According to a recent consumer survey by leading data and analytics company GlobalData, 56% of UK respondents stated that affordability was the most important factor when choosing a holiday.
Ben Cordwell, Associate Travel and Tourism Analyst at GlobalData, comments: “UK tourists entering Turkey will now be saved the hassle of having to fill in online travel permits. Accessibility was the second most influencing factor behind affordability in GlobalData’s survey, according to 44% of UK respondents.
“These two factors will unquestionably make Turkey a viable alternative for British tourists looking at taking their sun and beach holidays away from the shores of Spain.”

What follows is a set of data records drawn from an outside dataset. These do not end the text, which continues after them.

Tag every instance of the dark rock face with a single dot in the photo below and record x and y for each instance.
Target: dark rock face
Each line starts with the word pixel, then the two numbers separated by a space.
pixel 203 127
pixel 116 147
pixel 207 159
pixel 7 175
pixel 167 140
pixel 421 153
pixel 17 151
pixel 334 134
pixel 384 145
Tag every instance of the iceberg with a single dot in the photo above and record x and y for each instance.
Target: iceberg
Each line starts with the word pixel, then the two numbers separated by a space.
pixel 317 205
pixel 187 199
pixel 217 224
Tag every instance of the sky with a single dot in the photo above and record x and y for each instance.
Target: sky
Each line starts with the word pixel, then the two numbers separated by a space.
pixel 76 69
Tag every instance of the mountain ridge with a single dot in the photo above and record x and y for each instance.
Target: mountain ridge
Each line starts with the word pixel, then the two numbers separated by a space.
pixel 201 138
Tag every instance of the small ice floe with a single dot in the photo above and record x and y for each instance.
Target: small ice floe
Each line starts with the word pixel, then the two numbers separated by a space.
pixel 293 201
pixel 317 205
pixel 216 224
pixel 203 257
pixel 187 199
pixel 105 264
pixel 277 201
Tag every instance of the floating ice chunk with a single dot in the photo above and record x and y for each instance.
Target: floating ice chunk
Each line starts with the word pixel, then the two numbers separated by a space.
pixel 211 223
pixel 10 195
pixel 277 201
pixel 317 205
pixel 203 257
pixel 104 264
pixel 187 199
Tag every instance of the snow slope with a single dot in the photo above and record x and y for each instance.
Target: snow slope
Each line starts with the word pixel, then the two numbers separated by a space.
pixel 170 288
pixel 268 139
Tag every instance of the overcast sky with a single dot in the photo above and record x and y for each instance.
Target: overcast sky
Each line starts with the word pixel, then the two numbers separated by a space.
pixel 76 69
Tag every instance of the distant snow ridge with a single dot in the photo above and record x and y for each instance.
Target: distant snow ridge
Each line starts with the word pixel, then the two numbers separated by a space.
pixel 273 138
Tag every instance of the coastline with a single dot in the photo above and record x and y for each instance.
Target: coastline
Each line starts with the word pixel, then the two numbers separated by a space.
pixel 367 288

Running a number of initiatives targeting European countries illustrates Turkey is actively trying to rebuild the trust of tourists. The country experienced a decline of nearly 10 million inbound tourists in 2016, due mainly to an increase in extremist violence and a failed military coup. This combined with the increasing presence of Islamic State and civil unrest in neighboring Syria and Iraq, created apprehension among holidaymakers. A decrease in demand particularly stemmed from traditional western markets.
Cordwell concludes: “Turkey’s tourism strategy for 2023 aims to welcome more than 75 million tourists and reach a tourism revenue of $65bn.Turkey’s ambitions may seem lofty, but there is no denying that the country can become a global hub for tourism, where both east and west are attracted by a rich culture and idyllic natural landscape.
“The tourism industry looks set to experience some turbulent times ahead. However, Turkey is looking to be a shining example of how the industry can rebuild in the face of adversity.”